The same app running on different platforms receives different IDs because the TFM differs. Restarting an app replaces the old registration for the same identity.

Broker lifecycle

  • Auto-start: The broker starts transparently via EnsureBrokerRunningAsync(), which reads the ~/.mauidevflow/broker.json state file to determine whether a broker process is already active.

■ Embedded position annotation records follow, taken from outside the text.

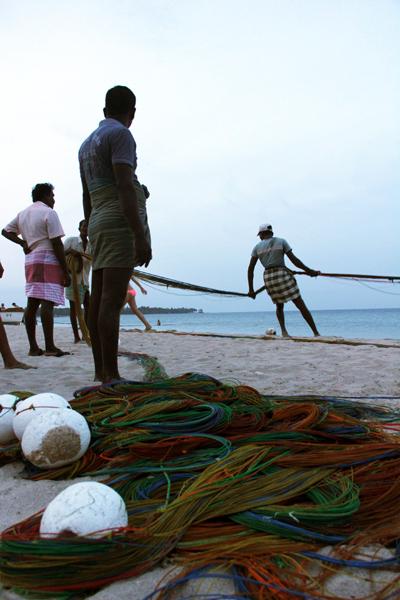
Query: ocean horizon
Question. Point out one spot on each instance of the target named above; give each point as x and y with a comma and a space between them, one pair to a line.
374, 323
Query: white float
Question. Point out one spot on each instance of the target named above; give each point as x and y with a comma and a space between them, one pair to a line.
54, 438
87, 509
34, 405
361, 582
7, 402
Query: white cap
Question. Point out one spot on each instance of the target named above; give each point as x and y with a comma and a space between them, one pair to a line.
264, 227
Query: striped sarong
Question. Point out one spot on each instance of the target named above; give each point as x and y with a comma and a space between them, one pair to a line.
44, 276
281, 285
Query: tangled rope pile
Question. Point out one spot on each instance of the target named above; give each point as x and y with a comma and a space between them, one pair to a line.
217, 475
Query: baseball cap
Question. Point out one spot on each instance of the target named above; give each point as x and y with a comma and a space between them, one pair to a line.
264, 227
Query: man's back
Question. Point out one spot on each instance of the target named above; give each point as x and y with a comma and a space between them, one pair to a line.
37, 224
111, 143
271, 252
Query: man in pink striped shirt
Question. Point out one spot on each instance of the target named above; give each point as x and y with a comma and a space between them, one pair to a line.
46, 272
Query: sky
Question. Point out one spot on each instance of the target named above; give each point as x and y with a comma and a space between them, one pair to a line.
284, 112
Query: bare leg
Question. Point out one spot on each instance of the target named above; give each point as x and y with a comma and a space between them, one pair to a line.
74, 324
10, 362
281, 318
30, 325
47, 318
113, 294
95, 299
307, 316
133, 306
86, 301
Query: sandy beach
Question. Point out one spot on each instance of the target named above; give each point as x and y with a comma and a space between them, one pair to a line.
273, 366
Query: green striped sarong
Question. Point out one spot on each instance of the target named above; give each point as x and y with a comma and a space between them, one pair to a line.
111, 238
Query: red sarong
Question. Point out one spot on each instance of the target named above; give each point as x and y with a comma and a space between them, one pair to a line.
44, 276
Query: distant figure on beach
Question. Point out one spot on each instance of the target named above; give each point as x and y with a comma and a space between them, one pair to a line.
46, 272
79, 248
279, 281
130, 299
10, 362
114, 206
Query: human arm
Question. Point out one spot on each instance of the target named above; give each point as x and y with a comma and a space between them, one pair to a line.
13, 237
250, 276
297, 262
58, 248
127, 197
87, 206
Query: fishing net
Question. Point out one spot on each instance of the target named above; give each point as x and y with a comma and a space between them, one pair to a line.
278, 493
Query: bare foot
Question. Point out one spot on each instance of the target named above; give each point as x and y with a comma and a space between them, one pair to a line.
19, 365
56, 352
36, 352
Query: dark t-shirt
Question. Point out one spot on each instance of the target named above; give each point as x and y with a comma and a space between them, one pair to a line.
111, 143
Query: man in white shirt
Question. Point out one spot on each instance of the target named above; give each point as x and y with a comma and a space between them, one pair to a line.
79, 247
46, 272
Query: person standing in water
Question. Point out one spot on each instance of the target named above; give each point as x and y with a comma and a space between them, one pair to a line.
279, 282
79, 247
131, 301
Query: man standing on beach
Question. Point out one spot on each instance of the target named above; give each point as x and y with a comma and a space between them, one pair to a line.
78, 248
111, 198
46, 272
279, 281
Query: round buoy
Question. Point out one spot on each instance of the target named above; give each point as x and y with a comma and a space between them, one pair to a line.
7, 402
87, 509
34, 405
55, 437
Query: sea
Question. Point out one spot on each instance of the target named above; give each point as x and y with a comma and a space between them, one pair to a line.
361, 324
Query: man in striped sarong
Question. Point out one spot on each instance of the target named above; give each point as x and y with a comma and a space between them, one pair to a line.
279, 281
38, 230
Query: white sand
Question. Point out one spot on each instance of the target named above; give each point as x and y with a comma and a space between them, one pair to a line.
272, 366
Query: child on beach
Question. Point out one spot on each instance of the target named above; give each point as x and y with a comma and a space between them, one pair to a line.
10, 362
130, 299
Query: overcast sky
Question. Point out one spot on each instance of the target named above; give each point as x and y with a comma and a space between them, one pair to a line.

  • Auto-exit: The broker exits after 5 minutes with zero connected agents and no CLI requests.

  • Manual commands:

    maui devflow broker start
    maui devflow broker stop
    maui devflow broker status
    maui devflow broker log
    

List connected agents

Run maui devflow list to display a table of all registered agents:

Column Description
ID The 12-character agent identity hash
App The application name
Platform The target platform (Android, iOS, Mac Catalyst, Windows)
TFM The target framework moniker
Port The assigned HTTP port
Uptime How long the agent has been connected

Graceful fallback

The broker is optional. When it's unavailable, both the agent and the CLI fall back through a chain of alternatives:

  • Agent fallback: broker-assigned port → assembly metadata port → default port 9223.
  • CLI fallback: broker query → .mauidevflow config file → default port 9223.
  • The --agent-port flag always overrides the entire chain.

Platform connectivity

Platform Agent → Broker CLI → Agent
Mac Catalyst localhost:19223 direct localhost:{port} direct
Windows localhost:19223 direct localhost:{port} direct
Linux/GTK localhost:19223 direct localhost:{port} direct
iOS Simulator Shares host network localhost:{port} direct
Android Emulator Requires adb reverse Requires adb reverse

For Android emulators, configure port forwarding for both the broker and the agent:

adb reverse tcp:19223 tcp:19223
adb reverse tcp:{port} tcp:{port}

Replace {port} with the assigned agent port.

Troubleshooting

Issue Possible cause Resolution
Broker won't start Port 19223 is already in use Stop the process using port 19223, or remove the stale ~/.mauidevflow/broker.json state file and retry.
Agent not appearing Broker not running, app not started, or firewall blocking the connection Verify the broker is running with maui devflow broker status. Ensure the app includes AddMauiDevFlowAgent() and is running. Check firewall rules for the assigned port.
CLI can't connect to agent Port mismatch, agent crashed, or missing ADB reverse on Android Confirm the agent is listed in maui devflow list. For Android emulators, run the adb reverse commands.
Broker exits unexpectedly Idle timeout (normal behavior) The broker auto-exits after 5 minutes with no agents and no CLI requests. Check maui devflow broker log for details.